JAKARTA – Kasus dugaan penerimaan gratifikasi dan Tindak Pidana Pencucian Uang (TPPU) yang melibatkan mantan Bupati Kutai Kartanegara, Rita Widyasari, kini semakin meluas.
Tersangka yang sudah ditetapkan KPK ini, tidak hanya mencakup Rita, tetapi juga menyeret nama prominent dalam organisasi Pemuda Pancasila (PP), seperti Ketua Umum Japto Soerjosoemarno dan Wakil Ketua Umum, Ahmad Ali.
Pada Selasa, 4 Februari 2025, tim penyidik KPK melakukan penggeledahan di rumah kediaman Ahmad Ali di Kebon Jeruk, Jakarta Barat, diikuti dengan penggeledahan di rumah Japto Soerjosoemarno di Jagakarsa, Jakarta Selatan.
Dari tempat tinggal Ahmad Ali, KPK berhasil menyita barang bukti elektronik, beberapa tumpukan uang pecahan rupiah dan asing, serta beberapa barang berharga lainnya. Sementara itu, di rumah Japto, sebelas mobil mewah, dokumen, uang, dan barang bukti elektronik juga disita.
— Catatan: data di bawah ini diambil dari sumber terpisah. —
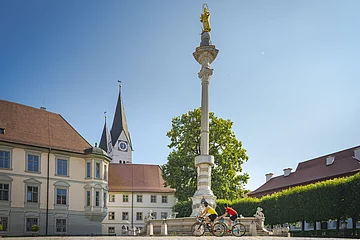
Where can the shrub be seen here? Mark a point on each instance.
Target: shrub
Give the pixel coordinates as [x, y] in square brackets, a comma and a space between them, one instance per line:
[34, 228]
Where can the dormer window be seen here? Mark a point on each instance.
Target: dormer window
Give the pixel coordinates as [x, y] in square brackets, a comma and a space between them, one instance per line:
[330, 160]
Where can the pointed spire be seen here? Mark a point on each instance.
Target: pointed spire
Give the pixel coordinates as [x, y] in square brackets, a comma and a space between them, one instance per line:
[105, 138]
[119, 123]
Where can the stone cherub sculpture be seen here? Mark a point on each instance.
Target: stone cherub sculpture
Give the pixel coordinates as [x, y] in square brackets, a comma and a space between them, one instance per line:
[260, 218]
[259, 214]
[205, 19]
[148, 217]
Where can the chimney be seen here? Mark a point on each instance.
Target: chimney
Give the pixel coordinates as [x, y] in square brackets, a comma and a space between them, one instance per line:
[357, 153]
[268, 176]
[330, 160]
[287, 171]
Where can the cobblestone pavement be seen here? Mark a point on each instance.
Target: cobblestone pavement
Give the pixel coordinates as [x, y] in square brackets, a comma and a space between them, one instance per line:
[173, 238]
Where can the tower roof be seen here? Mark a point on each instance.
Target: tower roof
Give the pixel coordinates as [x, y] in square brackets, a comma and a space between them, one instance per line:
[119, 123]
[104, 141]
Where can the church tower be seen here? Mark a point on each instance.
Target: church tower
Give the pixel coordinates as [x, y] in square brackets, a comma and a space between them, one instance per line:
[118, 143]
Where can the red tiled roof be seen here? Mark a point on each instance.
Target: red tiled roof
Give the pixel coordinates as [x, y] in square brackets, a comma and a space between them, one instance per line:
[38, 127]
[137, 178]
[313, 171]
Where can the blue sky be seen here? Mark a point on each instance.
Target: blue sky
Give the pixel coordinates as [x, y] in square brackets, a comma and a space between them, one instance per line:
[287, 73]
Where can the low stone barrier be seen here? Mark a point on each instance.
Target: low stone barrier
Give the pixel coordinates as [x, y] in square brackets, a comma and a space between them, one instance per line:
[182, 226]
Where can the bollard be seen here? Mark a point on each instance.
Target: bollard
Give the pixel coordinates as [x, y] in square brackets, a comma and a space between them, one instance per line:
[252, 229]
[164, 229]
[150, 229]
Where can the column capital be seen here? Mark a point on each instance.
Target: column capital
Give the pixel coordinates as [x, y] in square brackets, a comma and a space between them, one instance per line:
[205, 74]
[205, 54]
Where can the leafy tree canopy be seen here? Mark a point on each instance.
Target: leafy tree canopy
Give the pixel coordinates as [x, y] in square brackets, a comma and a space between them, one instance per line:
[180, 173]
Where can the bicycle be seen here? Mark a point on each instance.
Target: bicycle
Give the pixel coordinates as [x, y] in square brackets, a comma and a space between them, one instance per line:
[199, 227]
[238, 229]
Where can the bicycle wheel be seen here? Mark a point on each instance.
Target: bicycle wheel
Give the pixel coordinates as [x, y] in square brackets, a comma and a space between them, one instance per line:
[219, 229]
[238, 230]
[198, 229]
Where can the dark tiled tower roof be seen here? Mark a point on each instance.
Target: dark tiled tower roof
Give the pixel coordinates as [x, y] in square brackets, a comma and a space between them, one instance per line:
[119, 123]
[104, 139]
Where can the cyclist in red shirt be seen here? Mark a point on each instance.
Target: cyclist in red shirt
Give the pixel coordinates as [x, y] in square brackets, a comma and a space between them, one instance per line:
[231, 212]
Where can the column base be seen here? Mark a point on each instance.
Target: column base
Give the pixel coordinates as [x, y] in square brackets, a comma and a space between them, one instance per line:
[197, 207]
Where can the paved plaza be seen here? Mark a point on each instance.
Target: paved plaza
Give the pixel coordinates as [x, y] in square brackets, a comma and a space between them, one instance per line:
[172, 238]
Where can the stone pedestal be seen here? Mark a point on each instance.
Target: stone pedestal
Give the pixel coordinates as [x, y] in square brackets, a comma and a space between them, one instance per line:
[164, 229]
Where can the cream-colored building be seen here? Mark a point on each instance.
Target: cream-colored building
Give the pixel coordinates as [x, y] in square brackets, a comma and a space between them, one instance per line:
[50, 176]
[134, 191]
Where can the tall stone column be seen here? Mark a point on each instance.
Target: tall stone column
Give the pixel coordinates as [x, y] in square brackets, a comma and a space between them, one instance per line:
[204, 55]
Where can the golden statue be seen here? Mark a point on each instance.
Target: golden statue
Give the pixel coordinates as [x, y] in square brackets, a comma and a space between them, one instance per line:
[205, 18]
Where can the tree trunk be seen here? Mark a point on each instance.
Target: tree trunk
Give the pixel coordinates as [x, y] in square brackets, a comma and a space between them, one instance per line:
[354, 220]
[303, 226]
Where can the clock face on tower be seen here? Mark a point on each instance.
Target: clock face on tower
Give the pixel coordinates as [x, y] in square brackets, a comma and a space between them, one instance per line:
[123, 146]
Baca Juga: Kemajuan BNPT dalam Pengelolaan Laporan Keuangan dan Pencegahan Terorisme di Tahun 2024
Menurut laporan, aliran uang yang diduga merupakan hasil gratifikasi serta tindak pidana pencucian uang Rita mengalir ke elite Pemuda Pancasila, menunjukkan adanya keterkaitan yang lebih besar dalam kasus ini.
Investigasi KPK mengungkap fakta bahwa penyidikan sebelumnya juga melibatkan pengusaha batu bara, Said Amin, yang merupakan Ketua Pemuda Pancasila Kalimantan Timur.
Dalam penggeledahan terhadap Said, KPK menemukan dan menyita belasan mobil terkait kasus ini. Hingga kini, KPK telah mengumpulkan 536 dokumen dan menyita 104 kendaraan, termasuk 72 mobil dan 32 sepeda motor.
Berdasar data, sejumlah kendaraan tersebut terdaftar atas nama orang lain, termasuk perusahaan dan keluarga dekat Rita, seperti Endri Erawan, yang merupakan manajer Timnas Indonesia. Hal ini menimbulkan dugaan bahwa aset-aset tersebut digunakan untuk menutupi jejak uang hasil tindak pidana yang dilakukan.
Rita Widyasari, bersama dengan Komisaris PT Media Bangun Bersama, Khairudin, telah ditetapkan sebagai tersangka oleh KPK sejak 16 Januari 2018.
Mereka diduga mencuci uang dari hasil gratifikasi yang nilainya mencapai Rp436 miliar, dari berbagai proyek dan izin yang dikelola oleh Pemerintah Kabupaten Kutai Kartanegara.
Hasil gratifikasi tersebut digunakan untuk membeli kendaraan, tanah, dan berbagai bentuk harta lainnya. Rita kini menjalani hukuman penjara selama 10 tahun di Lapas Perempuan Pondok Bambu setelah terbukti menerima gratifikasi senilai Rp110,7 miliar dan suap Rp6 miliar.
Kasus ini berlanjut dengan keterlibatan mantan penyidik KPK, AKP Stepanus Robin Pattuju, di mana Rita masih berstatus sebagai saksi. Hingga saat ini, belum ada pernyataan resmi dari Japto Soerjosoemarno maupun Ahmad Ali mengenai penggeledahan dan keterlibatan mereka dalam kasus ini. KPK terus melakukan investigasi untuk mengungkap jalinan kasus ini lebih jauh.
Dengan semakin banyaknya nama yang terlibat, kasus ini menjadi sorotan publik dan menimbulkan pertanyaan serius tentang integritas para pejabat di Indonesia, khususnya dalam hal penegakan hukum dan pencegahan korupsi. KPK diharapkan dapat menuntaskan penyidikan ini dengan transparan untuk memastikan keadilan bagi masyarakat.